Итак, работа над статьей началась, и пространные беседы на кухне большой ильенковской квартиры перекатывали саму тему со ступеньки на ступеньку. Любопытно, что при этом Эвальд всегда как бы уводил разговор совсем в другую сторону и касался совсем других сюжетов. Но после таких кухонных сидений наступало не только определенное «прояснение мозгов», но и поднималась сама планка размышлений по существу поставленной проблемы.
Доказательство того, что политика должна ориентироваться на «благо народа», что именно это является одним из критериев ее нравственности, не составило особого труда. Тем более что это декларировалось и официальной доктриной. Но в ходе очередной кухонной беседы Ильенков обратил внимание на то, что ограничиваться подобного рода утверждением явно недостаточно. Среди сторонников «научной политики», как я уже отметил, было широко распространено убеждение, что народ наш никогда не знал и не знает, где его счастье, и загнать его в рай можно лишь с помощью дубины. Он, мол, потом сам скажет за это спасибо.
Откровенного цинизма тогда еще стеснялись, но многие будущие «реформаторы» придерживались именно такой позиции, хотя и формулировали ее более элегантно. Достаточно в этой связи вспомнить хотя бы блистательную публицистику Ю.Черниченко, пропагандировавшего сугубо «научный» опыт ломки молдавской деревни, или солидные трактаты академика Т.Заславской о «неперспективных селах», чтобы убедиться, до каких высот поднималась тогда поэзия научно — технократического мышления.
Вот так и появились в моей скучнейшей статье размышления о том, что всякая политика насилия над народом, попытки навязывания ему представлений о счастье и желаемой цели, почерпнутые исключительно из самой науки, — аморальны.
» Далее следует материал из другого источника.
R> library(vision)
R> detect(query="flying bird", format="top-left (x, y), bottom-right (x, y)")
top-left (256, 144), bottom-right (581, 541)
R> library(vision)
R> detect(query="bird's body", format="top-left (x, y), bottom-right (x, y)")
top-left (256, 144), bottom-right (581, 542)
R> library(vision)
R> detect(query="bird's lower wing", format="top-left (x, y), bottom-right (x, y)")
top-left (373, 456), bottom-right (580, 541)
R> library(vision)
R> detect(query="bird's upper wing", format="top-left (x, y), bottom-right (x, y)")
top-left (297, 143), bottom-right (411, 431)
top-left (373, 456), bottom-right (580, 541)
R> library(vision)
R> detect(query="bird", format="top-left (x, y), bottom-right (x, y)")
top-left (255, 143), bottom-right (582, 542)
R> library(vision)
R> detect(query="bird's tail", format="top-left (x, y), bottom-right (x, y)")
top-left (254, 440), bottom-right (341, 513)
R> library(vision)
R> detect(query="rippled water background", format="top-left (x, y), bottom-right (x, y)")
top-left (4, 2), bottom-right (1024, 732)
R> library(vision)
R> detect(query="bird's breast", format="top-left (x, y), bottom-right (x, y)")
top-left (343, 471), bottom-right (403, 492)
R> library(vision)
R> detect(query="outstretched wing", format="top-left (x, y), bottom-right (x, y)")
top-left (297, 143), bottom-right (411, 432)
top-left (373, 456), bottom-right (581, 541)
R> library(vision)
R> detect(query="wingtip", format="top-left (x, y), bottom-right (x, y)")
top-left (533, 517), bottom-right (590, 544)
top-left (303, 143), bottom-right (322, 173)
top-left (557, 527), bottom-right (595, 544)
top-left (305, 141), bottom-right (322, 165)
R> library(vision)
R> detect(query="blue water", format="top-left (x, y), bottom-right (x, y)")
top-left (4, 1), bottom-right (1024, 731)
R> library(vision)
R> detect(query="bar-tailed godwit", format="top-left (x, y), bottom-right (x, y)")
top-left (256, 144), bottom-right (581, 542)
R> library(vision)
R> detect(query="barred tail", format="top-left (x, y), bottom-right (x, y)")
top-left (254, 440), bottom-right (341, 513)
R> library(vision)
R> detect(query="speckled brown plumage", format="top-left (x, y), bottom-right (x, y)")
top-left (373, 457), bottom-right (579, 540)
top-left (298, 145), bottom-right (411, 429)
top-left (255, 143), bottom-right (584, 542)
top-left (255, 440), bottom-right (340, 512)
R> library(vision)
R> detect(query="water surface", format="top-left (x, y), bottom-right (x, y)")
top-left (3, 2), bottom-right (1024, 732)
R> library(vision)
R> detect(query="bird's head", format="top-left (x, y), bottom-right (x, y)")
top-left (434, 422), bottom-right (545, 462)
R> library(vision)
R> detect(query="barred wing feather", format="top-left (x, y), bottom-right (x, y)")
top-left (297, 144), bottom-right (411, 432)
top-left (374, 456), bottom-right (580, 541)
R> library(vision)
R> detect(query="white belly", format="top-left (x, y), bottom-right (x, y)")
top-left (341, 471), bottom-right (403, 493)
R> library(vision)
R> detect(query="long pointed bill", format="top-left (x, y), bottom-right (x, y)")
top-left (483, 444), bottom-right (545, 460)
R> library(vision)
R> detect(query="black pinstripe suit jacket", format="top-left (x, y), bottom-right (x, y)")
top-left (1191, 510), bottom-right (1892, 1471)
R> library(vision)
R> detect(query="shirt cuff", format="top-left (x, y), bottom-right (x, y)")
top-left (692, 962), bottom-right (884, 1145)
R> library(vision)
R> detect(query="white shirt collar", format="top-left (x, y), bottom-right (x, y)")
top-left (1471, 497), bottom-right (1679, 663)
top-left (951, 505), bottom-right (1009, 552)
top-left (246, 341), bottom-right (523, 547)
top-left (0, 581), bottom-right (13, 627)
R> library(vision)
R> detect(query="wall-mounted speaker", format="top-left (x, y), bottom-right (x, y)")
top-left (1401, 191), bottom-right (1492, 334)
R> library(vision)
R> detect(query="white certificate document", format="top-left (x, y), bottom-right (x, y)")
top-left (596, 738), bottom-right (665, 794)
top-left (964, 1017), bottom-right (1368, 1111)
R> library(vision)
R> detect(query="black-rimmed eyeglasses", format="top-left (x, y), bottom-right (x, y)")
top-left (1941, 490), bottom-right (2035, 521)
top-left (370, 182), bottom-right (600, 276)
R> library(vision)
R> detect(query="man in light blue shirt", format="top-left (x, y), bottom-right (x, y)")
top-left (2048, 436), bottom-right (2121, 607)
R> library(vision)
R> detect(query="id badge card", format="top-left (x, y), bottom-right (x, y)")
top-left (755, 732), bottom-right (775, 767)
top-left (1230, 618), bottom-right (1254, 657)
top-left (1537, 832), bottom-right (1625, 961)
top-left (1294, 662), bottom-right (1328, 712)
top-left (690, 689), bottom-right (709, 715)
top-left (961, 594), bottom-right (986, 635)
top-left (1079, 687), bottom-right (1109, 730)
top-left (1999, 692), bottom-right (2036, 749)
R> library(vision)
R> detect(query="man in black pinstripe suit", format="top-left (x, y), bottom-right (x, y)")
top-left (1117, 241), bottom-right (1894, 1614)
Что любая, даже самая красивая и прогрессивная идея, пропагандируемая в массах, должна иметь опору в уже пережитом и накопленном этой массой опыте, соответствовать ее представлениям о благе и желаемом «идеале».
В свое время Добролюбов заметил, что привыкая делать все без убеждения в истине и добре, а только по приказу, человек вообще становится безразличным к добру и злу и без зазрения совести совершает поступки, противные нравственному чувству. Иными словами, ломая прежние представления о добре и идеале, насилие не создает новых ценностей, а лишь разрушает саму основу нравственного сознания народа. Вот тогда — то и начинается то, что в русском языке называется «смутой».